Right-Wing Rant: Gas Prices Part 2

I'm Joeverkill... Right-Wing Rant, yada yada.

On my previous post regarding oil prices, Minotauromachy voiced the opinion that current gas prices are not entirely the result of a free market economy. This point is very valid: gas production is up more than 5% from last year, while consumption is down 4% [stats can be found here ].

Minotauromachy asked if I had a plan to prevent price-gouging and provide some short-term relief to consumers while a long-term solution is derived (thanks for asking, Minotauro!).

So, here's my plan: levy a progressive profit margins tax on oil companies and refineries. The higher your profit margins, the higher your tax rate. The tax should kick in at 0% profit margin and go exponentially upward from there, pushing up to 90% or so if profit margins go past, say, 40% (these are all ballpark figures, of course).

There are problems with hard, mandated price controls. Companies can get seriously burned if costs skyrocket, which is definitely a possibility in the world of oil production right now. Additionally, consumers can suffer from massive shortages if price controls are set too far below what the market would dictate. But my plan is not an outright, mandated price control. Instead it is a more flexible system, one that prevents price gouging and curtails corporate greed, while safeguarding against the dangers of hard price controls.

I'm Joeverkill, and this has been a Right-Wing Rant. Sort of.

4 responses:

minotauromachy said...

Joe, as you yourself pointed out, the profit margins in percentage terms in this business are low. So the tax you propose would have a very low impact.

joeverkill said...

When did I say that?

The oil companies' profit margins are quite high. From the 2007 fiscal year, courtesy of Capital IQ:

Exxon Mobil: 11.23% margin, $171 Billion gross profit.
Chevron: 8.98% margin, 86.27 Billion gross profit.
BP: 7.33% margin, 83.6 Billion Gross profit.

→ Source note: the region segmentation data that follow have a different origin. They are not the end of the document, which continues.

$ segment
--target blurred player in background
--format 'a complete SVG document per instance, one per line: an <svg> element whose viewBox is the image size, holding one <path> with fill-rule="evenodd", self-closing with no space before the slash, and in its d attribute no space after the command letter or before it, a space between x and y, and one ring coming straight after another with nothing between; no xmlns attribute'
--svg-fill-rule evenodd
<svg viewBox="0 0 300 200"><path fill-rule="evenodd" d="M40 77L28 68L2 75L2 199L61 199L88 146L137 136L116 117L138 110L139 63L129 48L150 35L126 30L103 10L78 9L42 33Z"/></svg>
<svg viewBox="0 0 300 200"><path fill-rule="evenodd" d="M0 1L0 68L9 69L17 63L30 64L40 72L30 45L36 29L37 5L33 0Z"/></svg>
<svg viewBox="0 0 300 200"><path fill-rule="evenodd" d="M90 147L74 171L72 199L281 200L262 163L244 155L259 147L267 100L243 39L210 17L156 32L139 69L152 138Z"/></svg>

If the U.S. government put a 25% tax on margins between 5% and 10% (and I think that's a reasonable number, because I happen to be in the 25% tax bracket), it would generate $85 Billion in revenue from these three companies alone.

In any case, generating revenue from these taxes is a secondary gain. The main purpose the tax would serve would be to discourage price gouging. The McCain/Clinton plan would cost the federal government approximately $10 Billion, and mosts economists agree that it would only save the average consumer a couple dozen dollars. My plan would generate massive amounts of revenue for the federal government, while protecting consumers from being gouged at the pump.

minotauromachy said...

thanks for taking the time to further clarify your point joe, but the point i was trying to make referred to what you said in your earlier post and what i hear on news shows that defend the oil companies (not comparing you two by the way or insinuating anything, just mentioning the source of my confusion)- that compared to other businesses, the oil companies make smaller profits in percentage terms.

I want to mention btw that i am no economist and i am asking you this more in the spirit of curiosity and confusion

joeverkill said...

Of course. And yeah, technically you're correct. Exxon Mobil's profit margins aren't as high as Coca-Cola's or Kraft's.

But oil companies' margins have been getting higher. There's obviously a gas price crisis in the making, and there's a lot of concern over its potential impact on the U.S. economy.

I'm no economist either, but I know enough to see that the McCain/Clinton gas tax holiday is a bad plan, and hard mandated price controls are a dangerous thing to mess around with.

Again, I'm no economist, but I think that a progressive profit margins tax could be a safer and fairer option than price controls, and would probably do a more sound job protecting consumers as well. There are some problems with it -- I'm not sure what the effects would be on oil company stock -- but the plan is to tax profit, not revenue. Even after a large margins tax, big oil's profits will still be astronomically high.